30 November 2007

Domain adaptation vs. transfer learning

The standard classification setting is a input distribution p(X) and a label distribution p(Y|X). Roughly speaking, domain adaptation (DA) is the problem that occurs when p(X) changes between training and test. Transfer learning (TL) is the problem that occurs when p(Y|X) changes between training and test. In other words, in DA the input distribution changes but the labels remain the same; in TL, the input distributions stays the same, but the labels change. The two problems are clearly quite similar, and indeed you see similar (if not identical) techniques being applied to both problems. (Incidentally, you also see papers that are really solving one of the two problems but claim to be solving the other.)

As a brief aside, we actually need to be a bit more specific about the domain adaptation case. In particular, if p(X) changes then we can always encode any alternative labeling function by "hiding" some extra information in p(X). In other words, under the model that p(X) changes, the assumption that p(Y|X) doesn't change is actually vacuous. (Many people have pointed this out, I think I first heard it from Shai Ben-David a few years ago.) It is because of the assumption that theoretical work in domain adaptation has been required to make stronger assumptions. A reasonable one is the assumption that (within a particular concept class---i.e., space of possible classifiers), there exists one that doesn't do too bad on either the source or the target domain. This is a stronger assumption that the "p(Y|X) doesn't change", but actually enables us to do stuff. (Though, see (*) below for a bit more discussion on this assumption.)
Now, beyond the DA versus TL breakdown, there is a further breakdown: for which sides of the problem do we have labeled or unlabeled data. In DA, the two "sides" are the source domain and the target domain. In TL, the two sides are task 1 (the "source" task) and task 2 (the "target" task). In all cases, we want something that does well on the target. Let's enumerate the four possibilities:
  1. Source labeled, target labeled (S+T+)
  2. Source labeled, target only unlabeled (S+T-)
  3. Source only unlabeled, target labeled (S-T+)
  4. Source only unlabeled, target only unlabeled (S-T-)
We can immediately throw away S-T- because this is basically an unsupervised learning problem.

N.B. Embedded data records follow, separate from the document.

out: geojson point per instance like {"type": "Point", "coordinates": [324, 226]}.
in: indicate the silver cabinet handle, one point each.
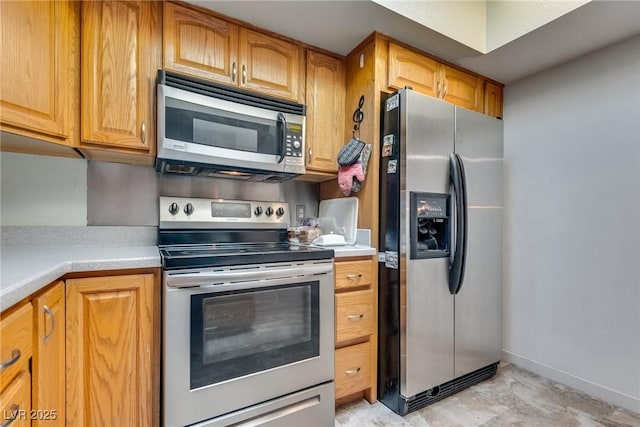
{"type": "Point", "coordinates": [14, 410]}
{"type": "Point", "coordinates": [15, 355]}
{"type": "Point", "coordinates": [49, 313]}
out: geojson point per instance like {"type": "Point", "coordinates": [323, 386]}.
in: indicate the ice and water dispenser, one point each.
{"type": "Point", "coordinates": [430, 225]}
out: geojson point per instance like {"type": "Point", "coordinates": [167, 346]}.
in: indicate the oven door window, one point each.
{"type": "Point", "coordinates": [198, 124]}
{"type": "Point", "coordinates": [240, 333]}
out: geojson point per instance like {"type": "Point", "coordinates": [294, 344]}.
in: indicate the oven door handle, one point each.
{"type": "Point", "coordinates": [227, 277]}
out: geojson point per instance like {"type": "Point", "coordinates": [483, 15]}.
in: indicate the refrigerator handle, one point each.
{"type": "Point", "coordinates": [456, 268]}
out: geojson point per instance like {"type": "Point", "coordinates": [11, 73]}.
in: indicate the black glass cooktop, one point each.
{"type": "Point", "coordinates": [217, 255]}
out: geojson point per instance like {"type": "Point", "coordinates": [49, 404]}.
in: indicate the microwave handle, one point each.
{"type": "Point", "coordinates": [282, 134]}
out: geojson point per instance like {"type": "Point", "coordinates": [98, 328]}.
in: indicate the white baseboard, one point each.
{"type": "Point", "coordinates": [607, 394]}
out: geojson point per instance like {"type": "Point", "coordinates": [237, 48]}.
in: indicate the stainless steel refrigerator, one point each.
{"type": "Point", "coordinates": [440, 295]}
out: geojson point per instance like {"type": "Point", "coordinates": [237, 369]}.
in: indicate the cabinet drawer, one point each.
{"type": "Point", "coordinates": [353, 369]}
{"type": "Point", "coordinates": [353, 273]}
{"type": "Point", "coordinates": [354, 315]}
{"type": "Point", "coordinates": [15, 401]}
{"type": "Point", "coordinates": [16, 342]}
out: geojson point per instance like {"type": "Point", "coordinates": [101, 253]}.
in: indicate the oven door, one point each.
{"type": "Point", "coordinates": [238, 336]}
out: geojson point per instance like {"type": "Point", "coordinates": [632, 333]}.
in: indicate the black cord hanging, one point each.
{"type": "Point", "coordinates": [358, 116]}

The typical assumption in TL is S+T+. That is, we have labeled data for both tasks. (Typically, it is actually assumed that we have one data set that is labeled for both problems, but I don't feel that this is a necessary assumption.)

In DA, there are two standard settings: S+T+ (this is essentially the side of DA that I have worked on) and S+T- (this is essentially the side of DA that John Blitzer has worked on).

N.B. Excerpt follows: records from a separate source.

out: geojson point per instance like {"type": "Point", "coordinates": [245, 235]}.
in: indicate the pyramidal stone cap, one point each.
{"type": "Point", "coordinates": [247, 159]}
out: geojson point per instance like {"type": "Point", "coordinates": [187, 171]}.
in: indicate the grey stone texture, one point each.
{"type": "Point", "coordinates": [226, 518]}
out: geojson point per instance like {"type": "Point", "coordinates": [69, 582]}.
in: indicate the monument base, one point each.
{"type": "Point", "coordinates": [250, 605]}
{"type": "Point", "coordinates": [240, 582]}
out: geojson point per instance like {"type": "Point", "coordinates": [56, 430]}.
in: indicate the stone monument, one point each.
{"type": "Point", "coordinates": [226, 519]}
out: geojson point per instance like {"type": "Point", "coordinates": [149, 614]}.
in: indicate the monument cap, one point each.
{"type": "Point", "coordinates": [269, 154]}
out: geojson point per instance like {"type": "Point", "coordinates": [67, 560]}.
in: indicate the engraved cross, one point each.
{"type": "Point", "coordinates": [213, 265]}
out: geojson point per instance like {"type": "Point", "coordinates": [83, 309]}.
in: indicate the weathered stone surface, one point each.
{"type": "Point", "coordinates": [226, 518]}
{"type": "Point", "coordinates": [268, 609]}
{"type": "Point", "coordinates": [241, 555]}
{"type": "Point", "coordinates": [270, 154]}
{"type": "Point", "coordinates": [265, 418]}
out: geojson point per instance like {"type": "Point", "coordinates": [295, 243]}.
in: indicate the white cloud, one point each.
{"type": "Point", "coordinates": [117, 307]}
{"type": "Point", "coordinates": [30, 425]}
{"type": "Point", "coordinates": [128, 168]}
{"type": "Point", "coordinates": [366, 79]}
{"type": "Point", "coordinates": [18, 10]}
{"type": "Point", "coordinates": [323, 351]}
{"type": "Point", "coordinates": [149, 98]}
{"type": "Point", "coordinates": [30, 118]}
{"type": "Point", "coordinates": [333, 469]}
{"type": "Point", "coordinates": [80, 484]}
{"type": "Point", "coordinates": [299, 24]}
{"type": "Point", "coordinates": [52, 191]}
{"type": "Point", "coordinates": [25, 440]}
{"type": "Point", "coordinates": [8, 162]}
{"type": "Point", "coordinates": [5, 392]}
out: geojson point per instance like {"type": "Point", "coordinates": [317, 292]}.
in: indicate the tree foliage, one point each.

Now, I think it's fair to say that any of the T- settings are impossible for TL. Since we're assuming that the label function changes and can change roughly arbitrarily, it seems like we just have to have some labeled target data. (I.e., unlike the case in DA where we assume a single good classifier exists, this assumption doesn't make sense in TL.)

This begs the question: in TL and DA, does the S-T+ setting make any sense?

For DA, the S-T+ setting is a bit hard to argue for from a practical perspective. Usually we want to do DA so that we don't have to label (much) target data. However, one could make a semi-supervised sort of argument here. Maybe it's just hard to come by target data, labeled or otherwise. In this case, we'd like to use a bunch of unlabeled source data to help out. (Though I feel that in this case, we're probably reasonably likely to already have some labeled source.) From a more theoretical perspective, I don't really see anything wrong with it. In fact, any DA algorithm that works in the S+T- setting would stand a reasonable chance here.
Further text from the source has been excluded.